Synonymous (Ks) and nonsynonymous (Ka) values were used to explore the selective pressure on duplicated BnLEA genes. In general, a Ka/Ks ratio greater than 1 indicates positive selection, a ratio less than 1 indicates functional constraint, and a Ka/Ks ratio equal to 1 indicates neutral selection37. The orthologous LEA gene pairs between the B. napus and A. thaliana genomes were used to estimate Ka, Ks, and Ka/Ks (Table 2). The results revealed that most of the BnLEA genes have Ka/Ks ratios greater than 0.1. However, the lowest Ka/Ks ratio is only 0.0179 (BnLEA48), and the highest Ka/Ks ratio is 0.6434 (BnLEA3). The genes of the LEA_3 and LEA_6 families exhibit relatively high Ka/Ks ratios, whereas the LEA_2 and LEA_5 gene families have lower Ka/Ks ratios. The Ka/Ks ratios of the other families are 0.2–0.3. These findings indicate that LEA_2 and LEA_5 genes might preferentially conserve function and structure under selective pressure.
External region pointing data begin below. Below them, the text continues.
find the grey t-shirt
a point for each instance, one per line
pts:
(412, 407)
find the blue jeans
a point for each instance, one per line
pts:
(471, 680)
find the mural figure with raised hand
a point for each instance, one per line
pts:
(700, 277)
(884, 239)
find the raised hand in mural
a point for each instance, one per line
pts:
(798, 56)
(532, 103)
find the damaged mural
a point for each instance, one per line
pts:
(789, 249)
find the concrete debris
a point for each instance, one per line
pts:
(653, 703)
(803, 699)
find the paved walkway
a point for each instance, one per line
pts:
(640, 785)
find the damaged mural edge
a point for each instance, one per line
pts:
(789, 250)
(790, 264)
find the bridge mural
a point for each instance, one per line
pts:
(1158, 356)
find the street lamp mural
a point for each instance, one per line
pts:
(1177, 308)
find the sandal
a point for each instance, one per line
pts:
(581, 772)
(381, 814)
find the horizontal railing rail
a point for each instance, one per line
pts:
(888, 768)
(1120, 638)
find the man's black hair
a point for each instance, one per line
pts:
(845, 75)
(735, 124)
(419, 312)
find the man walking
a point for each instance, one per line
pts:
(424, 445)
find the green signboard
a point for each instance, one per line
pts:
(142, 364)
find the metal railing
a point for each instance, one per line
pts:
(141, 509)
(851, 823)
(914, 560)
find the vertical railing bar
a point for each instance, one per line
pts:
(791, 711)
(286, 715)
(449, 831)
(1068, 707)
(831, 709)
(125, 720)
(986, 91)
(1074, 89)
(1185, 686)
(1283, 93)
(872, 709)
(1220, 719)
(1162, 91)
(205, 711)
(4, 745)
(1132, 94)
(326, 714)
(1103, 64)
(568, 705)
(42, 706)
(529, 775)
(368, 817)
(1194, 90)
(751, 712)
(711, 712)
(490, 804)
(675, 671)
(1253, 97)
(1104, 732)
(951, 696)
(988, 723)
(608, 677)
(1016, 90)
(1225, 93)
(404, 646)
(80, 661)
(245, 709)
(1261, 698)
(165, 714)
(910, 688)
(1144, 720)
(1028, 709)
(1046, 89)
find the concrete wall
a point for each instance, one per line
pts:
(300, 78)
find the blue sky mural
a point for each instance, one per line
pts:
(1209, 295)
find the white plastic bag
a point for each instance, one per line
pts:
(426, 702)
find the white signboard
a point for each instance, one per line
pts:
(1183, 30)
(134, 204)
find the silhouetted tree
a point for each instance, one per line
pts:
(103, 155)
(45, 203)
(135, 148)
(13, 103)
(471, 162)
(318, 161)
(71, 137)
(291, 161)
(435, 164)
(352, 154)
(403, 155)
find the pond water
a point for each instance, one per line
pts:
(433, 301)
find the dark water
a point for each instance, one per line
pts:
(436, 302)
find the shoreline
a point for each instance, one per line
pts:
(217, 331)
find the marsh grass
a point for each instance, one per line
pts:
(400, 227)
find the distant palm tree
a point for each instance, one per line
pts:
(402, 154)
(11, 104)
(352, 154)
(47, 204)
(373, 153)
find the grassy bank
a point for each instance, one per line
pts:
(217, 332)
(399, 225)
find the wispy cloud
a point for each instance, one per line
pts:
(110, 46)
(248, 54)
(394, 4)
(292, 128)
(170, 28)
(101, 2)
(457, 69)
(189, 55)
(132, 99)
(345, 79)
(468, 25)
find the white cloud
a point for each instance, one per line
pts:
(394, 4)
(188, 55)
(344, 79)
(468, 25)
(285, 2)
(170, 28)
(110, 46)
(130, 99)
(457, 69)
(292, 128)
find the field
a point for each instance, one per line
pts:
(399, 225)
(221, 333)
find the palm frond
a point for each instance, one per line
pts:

Expression profiles analysis of BnLEA genes in different tissues
To investigate the expression pattern of LEA genes in B. napus, the qRT-PCR of BnLEAs genes were performed. The present results indicated that the accumulation of BnLEA genes was associated with different tissues, and the expression pattern also differed among each LEA gene family (Fig. 7). Pair-wise genes showed similar expression pattern, further analysis revealed that the expression of more than two thirds of BnLEAs were increased in leaf, especially BnLEA91 and BnLEA43. Compared with the early developmental stage seeds (19 weeks after seeding), late stage developmental seeds (40 weeks after seeding) showed much higher expression level of BnLEAs, for example, BnLEA93 and BnLEA34. Leaves are sensitive tissues in stress environment, they become wilt or died in stress condition and affect the photosynthesis in plants1. Late developmental stage seeds frequently suffered from dehydration, the present reported high expression of BnLEA genes in the late developmental stage seeds was consistent with reported LEA protein function7. Interestingly, some phylogenetic gene pairs have different expression pattern (BnLEA7/BnLEA9, BnLEA25/BnLEA26, BnLEA60/BnLEA61, BnLEA91/BnLEA93). The result suggests even if these genes contain close phylogenetic relationship they may develop different biological function.
Figure 7
Hierarchical clustering of the expression profiles of BnLEA genes in different tissues.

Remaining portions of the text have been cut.